La campagne vaccinale en cours au Nigeria marque un tournant crucial dans la lutte contre la malaria, particulièrement meurtrière pour les enfants. Ce nouveau vaccin, déjà approuvé par l’OMS, offre un espoir de protection et de prévention dans un pays où des millions de cas sont enregistrés chaque année.
Au Nigeria, la première campagne de vaccination contre la malaria a été lancée pour protéger les enfants contre cette maladie endémique. Ce pays africain est parmi les plus touchés par la malaria au monde et les enfants de moins de cinq ans en sont les plus vulnérables. Le vaccin R21/Matrix-M est le deuxième vaccin contre la malaria recommandé par l’Organisation mondiale de la santé (OMS).

Désormais, les enfants au Nigeria peuvent être vaccinés contre la malaria : dans un pays où la mortalité due à cette maladie infectieuse est la plus élevée au monde, le deuxième vaccin approuvé par l’Organisation mondiale de la santé (OMS) a été introduit. En Afrique, un enfant de moins de cinq ans meurt toutes les deux minutes à cause de la malaria.

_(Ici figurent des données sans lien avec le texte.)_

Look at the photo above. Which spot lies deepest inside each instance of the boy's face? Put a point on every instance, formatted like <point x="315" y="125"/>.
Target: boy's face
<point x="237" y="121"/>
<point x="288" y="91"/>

Après le lancement du premier vaccin contre le parasite responsable de la forme la plus grave de la malaria, le Plasmodium falciparum, en 2021, l’OMS a ajouté en octobre 2023 ce second vaccin à la liste des sérums préqualifiés pour maximiser l’accès des enfants à la prévention contre la malaria. Nous vous offrons ici un approfondissement sur ce qu’est la malaria et la situation en France.
Le nouveau vaccin
Le nouveau vaccin, l’R21/Matrix-M, a été développé par l’Université d’Oxford et, depuis 2023, l’OMS a recommandé son utilisation pour la prévention de la malaria, le classant parmi les vaccins préqualifiés, c’est-à-dire ceux qui se sont révélés sûrs et efficaces lors des essais cliniques, aux côtés du RTS,S/AS01 (RTS,S ou Mosquirix), le premier vaccin antimalarien de l’histoire.
Ce nouveau vaccin s’est montré efficace dans 75% des cas, bien que les experts soulignent l’importance de l’utiliser en complément d’autres outils pour réduire les principaux vecteurs de la malaria, à savoir les moustiques femelles de la famille Anopheles, comme les moustiquaires et les insecticides. Il pourra être administré aux enfants âgés de 5 à 15 mois. En effet, ce sont les plus jeunes qui sont les plus vulnérables. Il est à noter qu’en 2022, 249 millions de cas ont été enregistrés dans le monde, entraînant 608 000 décès. Parmi ceux-ci, 94% des cas et 76% des décès ont concerné des enfants de moins de cinq ans.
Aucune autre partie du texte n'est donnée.